Shortly after noon, as he was crossing the quad, he spotted her coming out of the administration building. She was walking down the steps, wrapped in her distinctive black parka and seemingly lost in thought.

“Ms. Crowley!” he called out. “Wait a minute; I need to talk to you!”

She looked at him and hesitated. He saw her glance up at the building as if she were considering escaping back inside. Then, her expression blank, she turned toward him and just stood there waiting.

He noticed she’d varied the facial jewelry. The ring in her left cheek was now something that looked like an infinity sign, and instead of the snot pearl, a tiny silver cross dangled from her nostril.

“Missed you in class this morning,” he said.

She shrugged. He had the thought that shrugging must’ve really built up her shoulder muscles by now.

“I dropped your course,” she said. “I dropped all of them; I’m quitting school.”

“I’m sorry to hear that,” he told her. “But it’s too bad you didn’t think of it before you saw me yesterday. You could’ve kept your iPhone.”

Another shrug. “Yeah, sorry about that.”

“Wireless technology is incredible, isn’t it? All kinds of signals floating around, and they can just tap into it. I’m not so good with tech stuff, though. I’m afraid I broke your phone.”

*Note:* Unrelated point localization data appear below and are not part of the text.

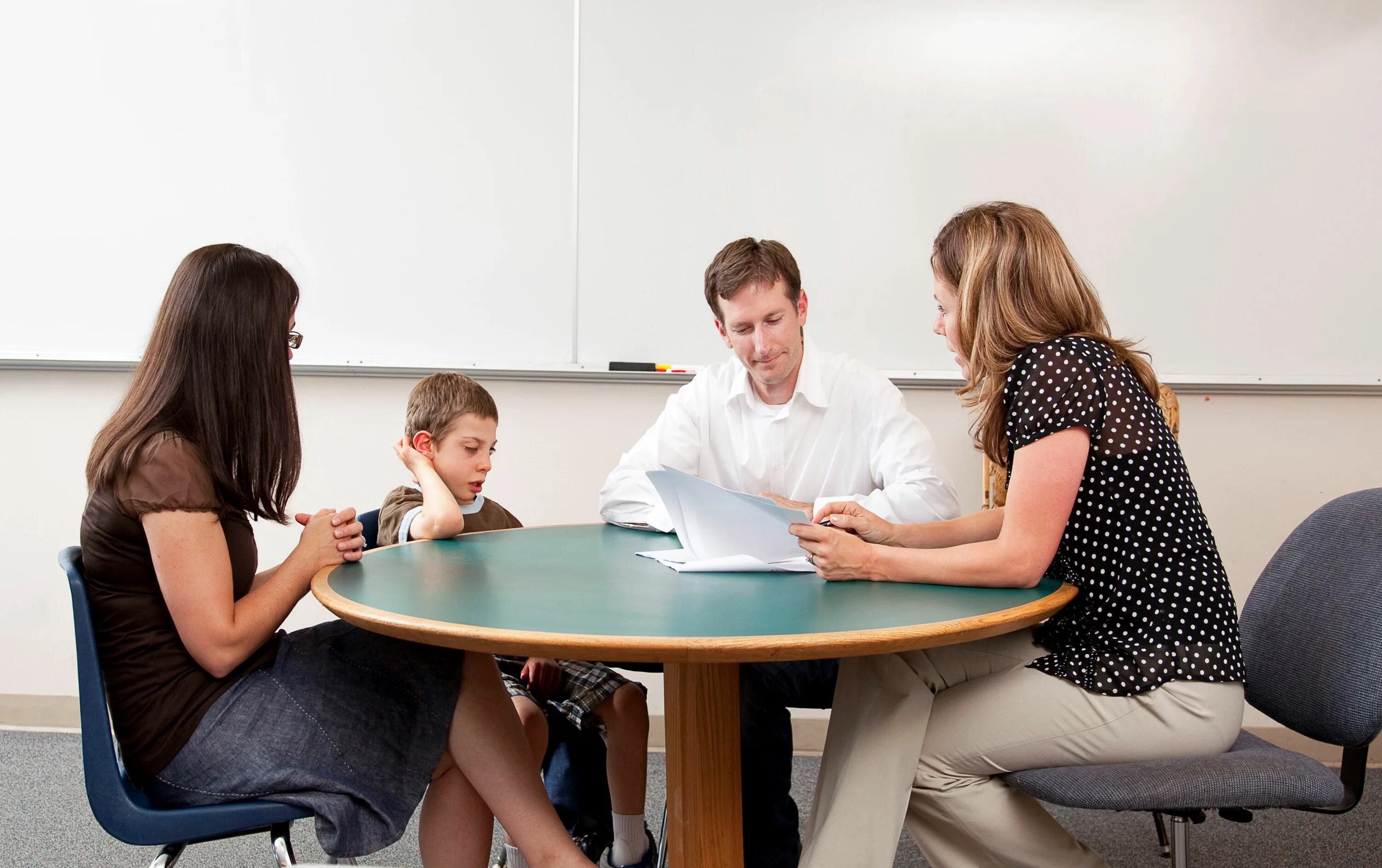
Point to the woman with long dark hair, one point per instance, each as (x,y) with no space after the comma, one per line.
(209,700)
(1143,664)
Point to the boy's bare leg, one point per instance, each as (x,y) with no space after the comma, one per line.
(625,718)
(490,750)
(535,730)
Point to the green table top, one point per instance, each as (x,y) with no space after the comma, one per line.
(580,591)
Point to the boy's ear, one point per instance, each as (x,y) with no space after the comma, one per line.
(422,442)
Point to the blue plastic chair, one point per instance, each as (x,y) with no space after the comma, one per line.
(118,805)
(1312,642)
(371,533)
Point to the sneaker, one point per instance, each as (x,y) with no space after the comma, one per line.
(592,844)
(650,856)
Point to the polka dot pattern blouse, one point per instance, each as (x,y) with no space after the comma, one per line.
(1154,605)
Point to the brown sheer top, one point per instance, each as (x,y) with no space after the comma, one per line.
(157,692)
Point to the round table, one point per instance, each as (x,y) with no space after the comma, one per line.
(580,592)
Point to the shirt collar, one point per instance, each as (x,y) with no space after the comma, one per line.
(810,383)
(466,509)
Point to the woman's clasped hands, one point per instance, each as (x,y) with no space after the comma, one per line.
(331,538)
(843,547)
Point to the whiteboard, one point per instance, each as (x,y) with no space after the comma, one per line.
(539,186)
(410,162)
(1215,168)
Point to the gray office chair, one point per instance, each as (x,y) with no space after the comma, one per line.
(1312,639)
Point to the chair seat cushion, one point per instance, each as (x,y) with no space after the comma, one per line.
(1253,773)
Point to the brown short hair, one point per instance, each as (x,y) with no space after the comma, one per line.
(747,263)
(441,398)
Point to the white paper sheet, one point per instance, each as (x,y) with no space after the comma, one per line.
(715,524)
(679,560)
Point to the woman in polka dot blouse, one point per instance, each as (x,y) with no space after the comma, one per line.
(1143,664)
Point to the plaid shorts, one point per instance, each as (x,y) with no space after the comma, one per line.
(584,687)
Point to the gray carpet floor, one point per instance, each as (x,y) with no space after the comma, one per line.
(45,821)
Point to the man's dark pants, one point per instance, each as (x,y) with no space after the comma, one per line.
(772,838)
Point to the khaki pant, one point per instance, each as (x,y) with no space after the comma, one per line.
(917,737)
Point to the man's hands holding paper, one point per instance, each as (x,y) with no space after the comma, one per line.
(849,516)
(843,551)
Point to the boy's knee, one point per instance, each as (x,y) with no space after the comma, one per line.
(628,708)
(534,721)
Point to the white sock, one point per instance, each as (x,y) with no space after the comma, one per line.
(629,841)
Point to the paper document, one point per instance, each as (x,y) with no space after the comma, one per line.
(726,531)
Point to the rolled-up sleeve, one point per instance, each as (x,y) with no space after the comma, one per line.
(675,442)
(903,458)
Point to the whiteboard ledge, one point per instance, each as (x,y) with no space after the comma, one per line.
(904,379)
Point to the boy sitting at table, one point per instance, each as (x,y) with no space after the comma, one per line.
(451,436)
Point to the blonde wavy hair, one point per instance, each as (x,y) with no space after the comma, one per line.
(1018,285)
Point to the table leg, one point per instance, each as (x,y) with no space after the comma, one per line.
(705,826)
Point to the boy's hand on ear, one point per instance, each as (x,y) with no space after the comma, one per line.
(411,458)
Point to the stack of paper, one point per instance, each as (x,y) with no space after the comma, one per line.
(726,531)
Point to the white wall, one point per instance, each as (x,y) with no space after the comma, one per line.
(1261,462)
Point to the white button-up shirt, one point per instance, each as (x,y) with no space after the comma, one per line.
(845,435)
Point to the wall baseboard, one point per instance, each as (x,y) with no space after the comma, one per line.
(36,711)
(45,712)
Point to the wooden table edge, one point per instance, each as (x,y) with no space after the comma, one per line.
(679,649)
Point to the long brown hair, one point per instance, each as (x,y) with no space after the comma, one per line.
(1018,285)
(216,372)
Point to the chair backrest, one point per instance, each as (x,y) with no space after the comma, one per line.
(371,522)
(996,476)
(110,791)
(1312,627)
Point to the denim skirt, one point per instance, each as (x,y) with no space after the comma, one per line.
(346,723)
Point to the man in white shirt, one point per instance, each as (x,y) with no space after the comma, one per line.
(799,425)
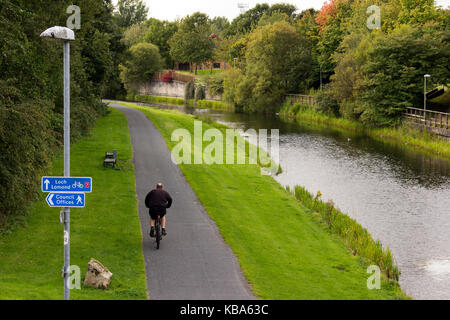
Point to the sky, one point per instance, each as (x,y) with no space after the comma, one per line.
(173,9)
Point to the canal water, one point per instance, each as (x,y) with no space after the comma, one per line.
(401,196)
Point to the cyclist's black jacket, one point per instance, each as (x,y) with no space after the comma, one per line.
(158,198)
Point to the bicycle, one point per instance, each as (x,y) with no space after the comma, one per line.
(158,232)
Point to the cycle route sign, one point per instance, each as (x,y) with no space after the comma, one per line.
(66,184)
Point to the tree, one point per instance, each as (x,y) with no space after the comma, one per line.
(248,20)
(219,25)
(134,34)
(395,68)
(278,60)
(143,60)
(130,12)
(332,24)
(192,42)
(158,33)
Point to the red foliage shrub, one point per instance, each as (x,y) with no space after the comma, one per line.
(328,10)
(167,77)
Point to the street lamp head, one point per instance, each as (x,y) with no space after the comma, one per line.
(61,33)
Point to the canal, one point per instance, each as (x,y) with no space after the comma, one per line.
(401,196)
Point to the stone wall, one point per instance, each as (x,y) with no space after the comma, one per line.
(158,88)
(174,89)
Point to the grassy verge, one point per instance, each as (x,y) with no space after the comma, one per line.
(107,229)
(404,134)
(353,234)
(283,251)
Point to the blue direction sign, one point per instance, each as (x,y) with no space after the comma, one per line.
(64,184)
(67,200)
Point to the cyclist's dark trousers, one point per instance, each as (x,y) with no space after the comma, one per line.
(157,211)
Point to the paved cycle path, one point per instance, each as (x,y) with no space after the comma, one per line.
(193,262)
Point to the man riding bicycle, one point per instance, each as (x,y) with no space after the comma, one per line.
(158,200)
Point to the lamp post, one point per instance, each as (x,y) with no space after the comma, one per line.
(425,98)
(66,35)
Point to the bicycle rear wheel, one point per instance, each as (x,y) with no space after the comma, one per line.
(158,233)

This got a wisp of a smile. “That’s okay; my parents will buy me a new one.”

“Let me ask you something,” he said. “What do you think it shows?”

Yet another shrug.

“Come on, Wanda, you use words all day long, texting and Twittering. Can’t you spare me a few more? Something a little deeper than LOL or that you’re somebody’s BFF? How about an emotion instead of an emoticon? Talk to me. What do you think it shows?”

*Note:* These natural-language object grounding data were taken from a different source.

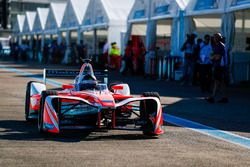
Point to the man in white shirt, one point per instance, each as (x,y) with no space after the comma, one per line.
(105,53)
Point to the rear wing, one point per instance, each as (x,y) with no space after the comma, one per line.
(72,73)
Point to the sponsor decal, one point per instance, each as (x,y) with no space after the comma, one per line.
(201,5)
(48,126)
(161,10)
(139,14)
(240,2)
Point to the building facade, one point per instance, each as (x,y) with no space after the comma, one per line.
(9,9)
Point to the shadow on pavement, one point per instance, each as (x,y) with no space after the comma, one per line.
(233,116)
(27,131)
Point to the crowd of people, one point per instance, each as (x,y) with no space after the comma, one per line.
(205,60)
(206,64)
(132,61)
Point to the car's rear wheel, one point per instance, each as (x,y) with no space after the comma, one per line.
(147,107)
(41,110)
(27,101)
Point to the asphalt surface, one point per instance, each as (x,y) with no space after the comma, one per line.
(22,145)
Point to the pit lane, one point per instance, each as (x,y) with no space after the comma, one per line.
(21,145)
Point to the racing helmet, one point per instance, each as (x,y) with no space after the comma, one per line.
(88,82)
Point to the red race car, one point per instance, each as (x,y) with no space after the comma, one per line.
(89,104)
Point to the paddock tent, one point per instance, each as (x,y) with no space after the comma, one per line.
(55,16)
(237,21)
(204,17)
(138,18)
(74,13)
(110,15)
(40,20)
(29,23)
(18,28)
(165,13)
(72,19)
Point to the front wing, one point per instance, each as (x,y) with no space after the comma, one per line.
(66,112)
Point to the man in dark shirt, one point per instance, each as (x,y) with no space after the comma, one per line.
(218,59)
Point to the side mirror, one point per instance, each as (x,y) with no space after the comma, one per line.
(67,86)
(117,87)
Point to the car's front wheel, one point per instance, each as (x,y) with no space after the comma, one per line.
(41,110)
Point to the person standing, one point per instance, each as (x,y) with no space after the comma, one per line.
(218,59)
(105,53)
(81,51)
(128,58)
(205,64)
(115,56)
(1,48)
(189,59)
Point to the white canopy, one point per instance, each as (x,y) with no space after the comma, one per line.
(202,7)
(18,27)
(101,13)
(55,16)
(29,22)
(108,14)
(74,13)
(40,20)
(162,9)
(235,5)
(140,11)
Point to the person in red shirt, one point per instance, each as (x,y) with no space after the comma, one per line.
(129,54)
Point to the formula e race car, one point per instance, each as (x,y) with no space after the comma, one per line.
(90,104)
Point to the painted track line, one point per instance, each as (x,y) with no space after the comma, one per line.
(210,131)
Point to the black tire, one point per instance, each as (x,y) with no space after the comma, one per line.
(27,101)
(146,108)
(114,83)
(41,110)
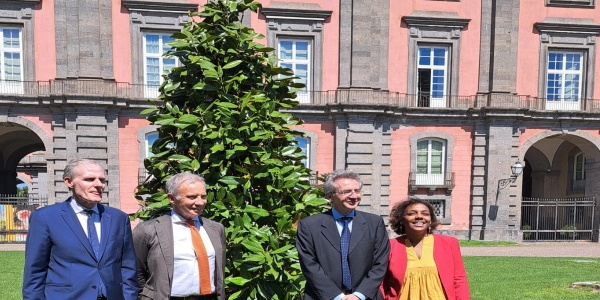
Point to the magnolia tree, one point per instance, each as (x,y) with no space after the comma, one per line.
(222,114)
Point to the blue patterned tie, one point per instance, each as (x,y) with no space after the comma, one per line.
(95,242)
(345,243)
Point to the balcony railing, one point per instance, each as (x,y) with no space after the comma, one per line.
(14,216)
(112,89)
(431,181)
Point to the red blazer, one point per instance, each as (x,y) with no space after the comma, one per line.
(446,253)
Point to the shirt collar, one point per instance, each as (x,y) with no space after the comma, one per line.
(337,215)
(176,218)
(78,208)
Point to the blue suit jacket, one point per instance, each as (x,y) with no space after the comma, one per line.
(60,262)
(318,244)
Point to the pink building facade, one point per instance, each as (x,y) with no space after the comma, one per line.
(434,100)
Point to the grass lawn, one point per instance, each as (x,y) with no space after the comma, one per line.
(530,278)
(11,274)
(490,278)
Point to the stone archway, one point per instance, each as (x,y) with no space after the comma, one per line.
(558,199)
(17,141)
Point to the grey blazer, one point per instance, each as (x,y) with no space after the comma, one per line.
(318,244)
(153,242)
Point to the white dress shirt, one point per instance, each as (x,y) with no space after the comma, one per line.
(185,271)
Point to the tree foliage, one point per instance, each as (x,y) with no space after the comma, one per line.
(221,115)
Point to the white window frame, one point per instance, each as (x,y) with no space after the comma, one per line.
(150,136)
(302,95)
(151,91)
(578,175)
(428,178)
(431,99)
(11,85)
(563,97)
(305,149)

She looked at him, and there were tears in her eyes.

“I don’t know what it showed you, but it showed me the only thing you’ll find out by seeing yourself like other people do is that they’re wrong. They only see you the way they want to. No one really understands you at all. Didn’t it seem that way?”

He nodded. “Yeah, something like that.”

“Makes it hard to pretend otherwise, doesn’t it?” she said, blotting at her eyes with the back of her hand. “But I guess we have to try, or at least act like we’re trying. So long, Dr. Masden, good luck in your life. I’m sure you mean well.”

She turned and ran down the steps, and he watched her as she was swallowed up by a crowd of students. He stared for a moment at the spot where she’d disappeared. Then he began to walk in the direction of the liberal arts building. There was a seminar on interpersonal communication that he was supposed to lead in an hour. Slowly, he made his way toward the entrance.